With this data in hand, supply chain leaders can focus production on the right assortment and ramp down production on SKUs that aren’t performing as well. Leaders can also make strategic pricing decisions to help protect their margins – like rolling out markdowns to help move less popular SKUs off the shelves or raising prices on high performing assortments to make up for lost revenue. This data can also be shared with marketing to ensure things like in-store-displays are optimized to drive sales higher.
As consumers continue to shift their spending habits – like opting for less expensive staples over brand name products – capturing real-time data on buying behaviors will be critical in helping retailers adjust inventory forecasts and promotional plans to drive stronger sales.
Anticipate and drive demand
Given the pace of change – and the complexity we’re seeing in global markets – how retailers anticipate and shape demand is now a critical piece of their inventory strategy. Order too little and risk losing customers to the competition because of stockouts. Order too much and risk being left with the extra costs associated with holding and then discounting excess inventory – an issue many retailers are navigating today.
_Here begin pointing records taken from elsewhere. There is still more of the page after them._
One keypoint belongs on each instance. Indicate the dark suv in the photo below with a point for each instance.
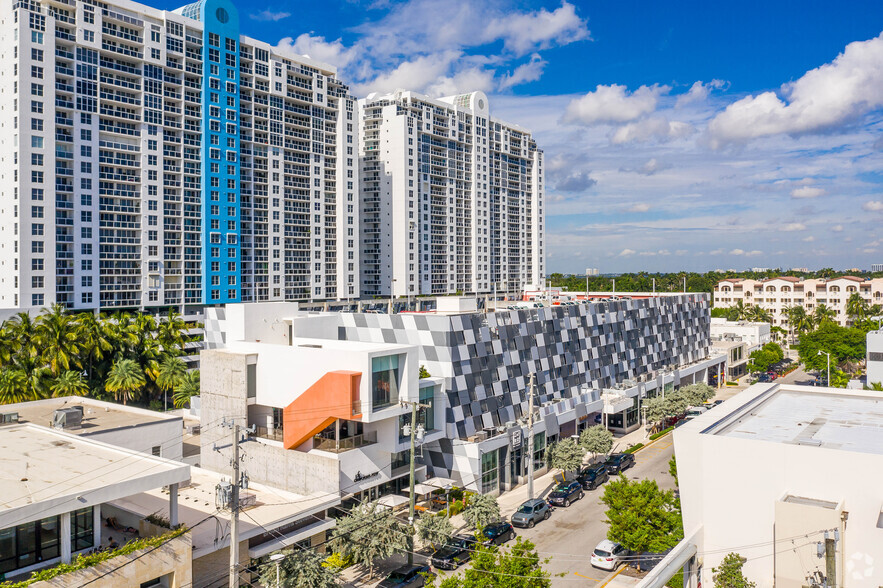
(457, 551)
(498, 533)
(566, 493)
(593, 476)
(619, 462)
(406, 577)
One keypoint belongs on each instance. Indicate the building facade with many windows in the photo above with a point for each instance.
(451, 198)
(158, 158)
(776, 295)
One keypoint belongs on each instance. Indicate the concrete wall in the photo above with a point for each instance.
(730, 487)
(875, 357)
(213, 570)
(171, 558)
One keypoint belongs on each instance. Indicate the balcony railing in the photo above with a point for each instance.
(354, 442)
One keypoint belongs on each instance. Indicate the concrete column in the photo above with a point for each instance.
(173, 505)
(96, 525)
(65, 537)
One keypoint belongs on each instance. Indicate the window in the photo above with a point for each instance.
(384, 381)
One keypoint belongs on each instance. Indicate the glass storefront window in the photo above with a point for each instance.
(490, 475)
(384, 381)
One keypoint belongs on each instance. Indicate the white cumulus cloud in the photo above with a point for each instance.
(270, 15)
(808, 192)
(824, 98)
(651, 129)
(524, 73)
(524, 32)
(698, 92)
(613, 104)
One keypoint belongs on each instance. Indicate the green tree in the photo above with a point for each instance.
(566, 455)
(171, 374)
(301, 568)
(57, 337)
(823, 314)
(434, 529)
(642, 517)
(491, 567)
(729, 573)
(187, 389)
(596, 440)
(673, 468)
(69, 383)
(13, 386)
(369, 532)
(856, 307)
(481, 510)
(843, 343)
(125, 378)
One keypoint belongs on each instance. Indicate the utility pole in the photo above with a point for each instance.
(411, 497)
(830, 562)
(530, 439)
(234, 513)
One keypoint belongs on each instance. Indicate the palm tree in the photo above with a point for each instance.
(187, 389)
(170, 332)
(69, 383)
(171, 374)
(856, 307)
(13, 386)
(57, 338)
(125, 378)
(823, 313)
(758, 314)
(92, 333)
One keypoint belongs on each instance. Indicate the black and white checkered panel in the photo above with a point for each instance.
(486, 359)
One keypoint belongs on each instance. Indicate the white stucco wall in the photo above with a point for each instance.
(730, 487)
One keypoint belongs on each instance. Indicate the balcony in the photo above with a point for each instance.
(346, 444)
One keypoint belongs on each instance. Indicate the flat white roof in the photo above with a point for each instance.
(267, 509)
(98, 416)
(848, 420)
(44, 472)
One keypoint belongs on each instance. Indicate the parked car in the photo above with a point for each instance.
(619, 462)
(566, 493)
(695, 411)
(593, 476)
(530, 513)
(406, 577)
(498, 533)
(608, 555)
(457, 551)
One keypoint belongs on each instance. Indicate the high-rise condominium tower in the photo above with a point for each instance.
(451, 197)
(152, 158)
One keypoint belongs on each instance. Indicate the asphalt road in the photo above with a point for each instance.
(570, 534)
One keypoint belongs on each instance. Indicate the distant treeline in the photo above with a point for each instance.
(674, 282)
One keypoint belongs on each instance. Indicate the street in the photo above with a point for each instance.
(571, 534)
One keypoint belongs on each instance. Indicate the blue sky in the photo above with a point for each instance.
(678, 135)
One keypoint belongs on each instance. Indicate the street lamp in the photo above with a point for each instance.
(276, 558)
(391, 293)
(829, 365)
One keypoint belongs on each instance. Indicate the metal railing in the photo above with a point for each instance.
(354, 442)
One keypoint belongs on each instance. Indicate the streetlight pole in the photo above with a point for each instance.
(829, 365)
(530, 439)
(277, 557)
(391, 294)
(413, 433)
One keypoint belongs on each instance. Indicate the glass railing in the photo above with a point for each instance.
(354, 442)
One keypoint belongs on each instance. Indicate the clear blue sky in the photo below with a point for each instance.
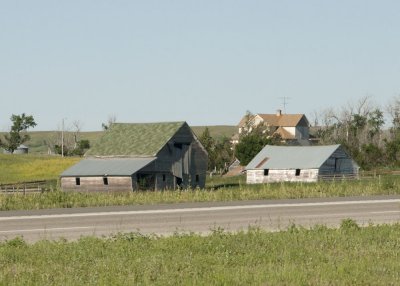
(205, 62)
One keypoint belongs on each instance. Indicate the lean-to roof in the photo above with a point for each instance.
(134, 139)
(291, 157)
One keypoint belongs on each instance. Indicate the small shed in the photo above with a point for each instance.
(148, 156)
(21, 149)
(300, 164)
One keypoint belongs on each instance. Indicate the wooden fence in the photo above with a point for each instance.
(25, 187)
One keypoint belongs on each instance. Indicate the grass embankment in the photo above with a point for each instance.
(218, 189)
(346, 256)
(22, 168)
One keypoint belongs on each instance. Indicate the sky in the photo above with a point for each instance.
(204, 62)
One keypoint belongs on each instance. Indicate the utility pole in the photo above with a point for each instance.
(284, 98)
(62, 138)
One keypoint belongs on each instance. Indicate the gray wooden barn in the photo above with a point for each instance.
(148, 156)
(300, 164)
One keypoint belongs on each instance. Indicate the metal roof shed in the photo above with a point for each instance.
(300, 164)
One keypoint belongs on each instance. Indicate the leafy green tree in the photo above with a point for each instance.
(223, 154)
(220, 152)
(249, 146)
(17, 134)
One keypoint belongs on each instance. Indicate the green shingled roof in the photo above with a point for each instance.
(134, 139)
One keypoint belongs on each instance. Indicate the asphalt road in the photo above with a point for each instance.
(272, 215)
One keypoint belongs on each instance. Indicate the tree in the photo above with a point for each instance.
(220, 152)
(249, 146)
(17, 134)
(209, 144)
(111, 119)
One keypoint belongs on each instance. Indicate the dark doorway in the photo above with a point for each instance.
(146, 181)
(179, 182)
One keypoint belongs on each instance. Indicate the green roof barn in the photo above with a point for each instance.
(140, 156)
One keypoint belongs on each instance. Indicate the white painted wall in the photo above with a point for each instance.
(257, 176)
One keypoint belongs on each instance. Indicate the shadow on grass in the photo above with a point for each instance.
(219, 186)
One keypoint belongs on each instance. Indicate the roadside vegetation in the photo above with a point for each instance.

Adding to this complexity, the rise of social media apps like TikTok, YouTube and Instagram have made it increasingly difficult for inventory planners to stay ahead of trends. A single post or video can transform certain products into hot ticket items overnight – just look at the hashtag #TikTokMadeMeBuyIt to see how everything from feta cheese to foot masks have gone viral in recent months. Thankfully, retailers have another tool in their recession ready toolbox: demand-sensing capabilities.
With demand-sensing, retailers can scrape real time data from social sites, like TikTok, for any uptick in activity or product mentions. Based on the influence of those mentions, planners can make strategic inventory decisions – like repositioning inventory or adapting orders – to quickly capitalize on trends and meet any unplanned spikes in demand.
Inventory planners can also tap into data to help their business actively shape consumer demand. By applying external signals to real-time consumer data, leaders can adapt pricing and promotion strategies to drive specific buying behaviors. For instance, a home furnishings company can leverage consumer data and trends to identify peak buying times for certain items, like outdoor furniture. From there, supply chain leaders can monitor real-time weather and transportation data and make strategic promotional decisions to help avoid points of failure in their supply chain. This might mean starting special promotions on outdoor furniture earlier in the year to incentivize pre-season shopping or offering layaway specials for big ticket items to avoid a transportation nightmare during the peak summer months.
Staying recession ready
There’s no question that consumers will continue to shift their spending habits in response to inflation and market volatility, and in anticipation of a recession. For retailers, now is the time to get creative when it comes to inventory planning. In this environment, relying on historical data alone is simply not enough. Leaders need to tap into real-time data – from consumers, suppliers, partners, and external sources – in order to build nimble inventory plans that can be scaled up or down as the market changes. Inventory planners can also tap into data to stay ahead of trends, or to create trends of their own by working with leaders across the business to shape buying behaviors and drive new opportunities.
In an environment marked by constant, complex change and volatility, data is, without a doubt, a retailers best accessory.